Advisor Platform
Also last month, Motif unveiled a flat-fee wealth management platform focused on financial advisors that’s designed to streamline how advisors build, monitor and rebalance model portfolios. The platform came about because Motif noticed a number of advisors were using its product. “This [Motif’s retail-focused] product isn’t designed for financial advisors who want to manage a large book of business because they’d have to log into each account to do this,” Walia says.

Instead, Motif’s advisor platform enables advisors to create or assign an existing model portfolio of up to 30 stocks for just one client––or as many clients as he or she wants to put into that motif––in just one mouse click. And the same goes for rebalancing the holdings for all clients invested in a particular portfolio. “We’ve taken all of that overhead activity and turned it into the art of pressing a button,” Walia says.

Depending on the amount of assets involved, advisors pay a flat monthly rate of $20 to $50 that covers onboarding clients and all trading and rebalancing costs.

Advisors can also license their model portfolios to other advisors, which may or may not be a hit with advisors. “The only way I’d make my motifs public is if I could charge a management fee for any individual who invests in them,” says Jaime Harpst, the Ohio advisor who has created seven motifs he uses for clients. “I don’t think it’s fair for me to not charge people to use my strategies when I have a client base that’s paying me a yearly 1% fee to use them.”

Walia says Motif took to heart the feedback gleaned from users during the beta launch of the advisor platform, and it’s trying to incorporate some of their suggestions, which Harpst says is encouraging.

“What they have is great, but it’s still a little raw, Harpst says. “But I think a year from now the finished product will be amazing.”

Motif recently introduced its Horizon motifs, which provide self-directed retail investors with commission-free asset allocation-based models (conservative, moderate and aggressive) and rebalancing capability that Motif says gives investors more flexibility than static robo-allocator models.

And Walia says Motif in the second quarter plans to launch more sophisticated smart beta asset allocation models available only to financial advisors, who will then make them available to clients.

Competitor To ETFs
Indeed, Motif makes building your own portfolio a snap. But depending on how an investor uses these motifs, that can be a problem at tax time for people who do a lot of trading.
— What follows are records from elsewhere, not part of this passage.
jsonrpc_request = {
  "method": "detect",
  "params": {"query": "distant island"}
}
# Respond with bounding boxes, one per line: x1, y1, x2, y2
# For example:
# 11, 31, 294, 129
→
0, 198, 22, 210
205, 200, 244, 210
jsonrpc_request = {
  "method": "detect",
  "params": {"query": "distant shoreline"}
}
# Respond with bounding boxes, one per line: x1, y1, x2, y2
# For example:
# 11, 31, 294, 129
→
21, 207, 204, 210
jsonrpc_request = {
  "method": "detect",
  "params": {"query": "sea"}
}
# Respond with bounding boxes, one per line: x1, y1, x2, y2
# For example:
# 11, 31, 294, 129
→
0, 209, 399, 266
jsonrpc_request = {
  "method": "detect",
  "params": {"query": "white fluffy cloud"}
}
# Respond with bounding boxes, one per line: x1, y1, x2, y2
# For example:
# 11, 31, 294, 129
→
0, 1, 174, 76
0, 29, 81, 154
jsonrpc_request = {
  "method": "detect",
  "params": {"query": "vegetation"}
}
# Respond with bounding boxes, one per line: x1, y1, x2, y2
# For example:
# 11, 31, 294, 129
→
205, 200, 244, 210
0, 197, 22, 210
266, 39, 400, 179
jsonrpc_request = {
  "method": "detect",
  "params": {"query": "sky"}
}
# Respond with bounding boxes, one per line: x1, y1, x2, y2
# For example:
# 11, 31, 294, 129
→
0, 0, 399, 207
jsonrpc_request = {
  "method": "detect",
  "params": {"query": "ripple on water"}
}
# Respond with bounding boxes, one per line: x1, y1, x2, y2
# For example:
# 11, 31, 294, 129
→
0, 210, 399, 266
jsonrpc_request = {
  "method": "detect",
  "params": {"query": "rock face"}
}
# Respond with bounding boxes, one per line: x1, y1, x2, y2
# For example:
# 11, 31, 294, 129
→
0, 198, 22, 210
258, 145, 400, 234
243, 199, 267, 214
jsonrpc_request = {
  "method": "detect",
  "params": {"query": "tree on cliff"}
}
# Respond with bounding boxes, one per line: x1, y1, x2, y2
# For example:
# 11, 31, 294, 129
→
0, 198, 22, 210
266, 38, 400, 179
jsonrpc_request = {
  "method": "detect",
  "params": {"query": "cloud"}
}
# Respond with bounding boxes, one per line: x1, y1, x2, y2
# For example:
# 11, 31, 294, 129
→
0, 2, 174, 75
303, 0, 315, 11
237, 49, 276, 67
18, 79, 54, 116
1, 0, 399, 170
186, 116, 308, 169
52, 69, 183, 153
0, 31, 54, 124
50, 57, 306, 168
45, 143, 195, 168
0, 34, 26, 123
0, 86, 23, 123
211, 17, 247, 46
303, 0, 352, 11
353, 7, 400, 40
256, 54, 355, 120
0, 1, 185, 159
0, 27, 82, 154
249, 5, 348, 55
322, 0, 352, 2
As mentioned in Motif’s online FAQ section, when you buy a motif, you own each stock it contains individually, so Motif places a separate trade for each stock. For each of those individual stock trades, Motif’s clearing partner, Apex Clearing Corp., provides investors with cost basis and proceeds documentation.

“It definitely becomes an issue for active traders on our retail site,” Walia says. “Active day traders have brought up their concerns and we’re working on it.” He adds he doesn’t see that as a problem with the advisor platform because the majority of assets there are focused on asset allocation models meant to be rebalanced quarterly or annually and aren’t generating a lot of transactions.

At first blush, Motif’s portfolios appear to be uber-tactical versions of exchange-traded funds. “We like to think of us as ETFs 2.0, but we’re not a fund, even though we satisfy the same need as a fund,” Walia says. “We’re disruptive to the whole concept of ETFs, which are themselves doing a good job of challenging mutual funds. The need we’re fulfilling is similar to ETFs, but we’re doing it differently, and it’s not an apples-to-apples comparison.”

As fresh as Motif Investing’s product appears to be, it’s not totally groundbreaking. Folio Investing rolled out its first customizable portfolios in 2000, and now offers more than 100 such products ranging from traditional allocation themes to tactical strategies such as analyst upgrades; military procurement; and wine, beer and spirits. The unlimited plan is $29 a month or $290 annually, while the basic plan is pay-as-you-go at a $4 commission per security transaction. Folio portfolios can hold as many as 100 securities.

“Motif is disruptive, but it fits into the broader trend of downward pressure on commission costs,” says Grant Easterbrook, an analyst at Corporate Insight, a New York City-based financial services research company.

And down the road, Easterbrook posits that online discount brokers such as E*Trade, Scottrade and TD Ameritrade that don’t have their own fund families (unlike rivals Fidelity and Charles Schwab) could someday become competitors to Motif and Folio. “It’s possible to imagine them rolling out a similar service of customizable funds,” he says.

For now, though, Motif Investing is creating a buzz with its fun, cost-effective way for investors to bring their own investing ideas to life. So if you’ve ever wanted to create a portfolio focused on doughnuts, now’s your chance (as of early May, that idea still didn’t have its own motif).